Paper…it is a universe within itself… As handlers of paper we respond to how it feels, looks and responds to our touch, to its weight, by how it moves and how it sounds when it moves, how it bends, and how it can flap about when you animate it, or how serene and beautiful it may look when it hangs from a wall or falls from a book… This list can go on and on. Besides the amazing things that artists can do and say with this fine medium for expression, paper can say a whole lot without having anything said on it.
These are elements I was exploring when I developed the following three book works which were created specifically for a Canadian group exhibition that showed in 2011 called “Bound by Nature, An exhibition inspired by nature, landscape and books,” curated by Canadian artist Deborah Danelley.
With “Memoir, a book of sand” I was interested in exploring texture and containment, light and shadow, and the metaphor of moving through time with the eye travelling across the length of an image, a book.

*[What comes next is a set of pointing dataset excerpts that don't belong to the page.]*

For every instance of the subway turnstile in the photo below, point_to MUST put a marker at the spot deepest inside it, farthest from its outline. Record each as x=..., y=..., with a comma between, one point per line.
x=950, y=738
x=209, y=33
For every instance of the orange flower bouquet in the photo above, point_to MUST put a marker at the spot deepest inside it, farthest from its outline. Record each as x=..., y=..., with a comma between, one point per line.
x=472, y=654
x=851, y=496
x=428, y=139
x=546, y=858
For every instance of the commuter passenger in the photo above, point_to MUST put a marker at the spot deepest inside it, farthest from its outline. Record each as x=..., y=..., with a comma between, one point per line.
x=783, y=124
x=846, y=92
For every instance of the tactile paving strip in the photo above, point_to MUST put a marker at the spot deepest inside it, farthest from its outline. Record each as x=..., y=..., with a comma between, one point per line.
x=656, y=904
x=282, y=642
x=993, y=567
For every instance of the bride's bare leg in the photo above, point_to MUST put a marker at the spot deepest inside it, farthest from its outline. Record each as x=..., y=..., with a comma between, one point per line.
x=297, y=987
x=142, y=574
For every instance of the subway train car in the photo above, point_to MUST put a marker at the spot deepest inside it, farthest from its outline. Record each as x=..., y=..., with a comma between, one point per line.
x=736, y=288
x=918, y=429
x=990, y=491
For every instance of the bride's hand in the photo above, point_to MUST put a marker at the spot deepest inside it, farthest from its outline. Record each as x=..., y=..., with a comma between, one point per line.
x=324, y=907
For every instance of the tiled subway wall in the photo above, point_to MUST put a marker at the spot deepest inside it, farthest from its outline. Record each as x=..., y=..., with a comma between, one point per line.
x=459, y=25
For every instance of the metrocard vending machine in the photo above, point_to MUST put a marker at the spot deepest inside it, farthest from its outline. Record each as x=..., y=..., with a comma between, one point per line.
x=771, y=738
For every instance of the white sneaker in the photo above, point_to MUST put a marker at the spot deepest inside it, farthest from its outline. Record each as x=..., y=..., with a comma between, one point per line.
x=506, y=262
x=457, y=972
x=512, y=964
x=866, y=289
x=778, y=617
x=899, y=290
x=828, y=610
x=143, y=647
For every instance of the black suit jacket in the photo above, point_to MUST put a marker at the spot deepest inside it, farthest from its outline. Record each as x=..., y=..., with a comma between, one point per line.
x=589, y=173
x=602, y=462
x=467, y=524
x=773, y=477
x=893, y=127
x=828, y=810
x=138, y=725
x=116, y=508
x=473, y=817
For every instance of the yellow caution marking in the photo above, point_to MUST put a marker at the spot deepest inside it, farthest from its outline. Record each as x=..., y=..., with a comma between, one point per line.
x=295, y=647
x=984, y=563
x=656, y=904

Taking the memory that time places on us and containing it in this form felt like a natural thing to do…


Poem text:
memory…
a mark in time…
this is the mark
time places on us
it is a memory
embedded
in the sand


The next set of books “Night & Day I” and “Night & Day II” is an example of how papers can speak for themselves…







“Dream Sequence I, L’enchantement de la femme noire”
In this work I was exploring size and the concept of the “unfolding” element of a narrative. I also wanted to feel physically engaged in the handling experience of reading a book with such wide pages…you have to use your whole arm to turn the pages, and I found this very engaging as a reader.


Building a visual narrative is like building a poem. Thematic elements and motifs occur and recur throughout the piece, building up rhythm and harmony. I wanted to retain such a feel with the method of printing and gilding, and so devised a way to apply the gold in the work in the manner of the pochoir method of the forest and dame noire.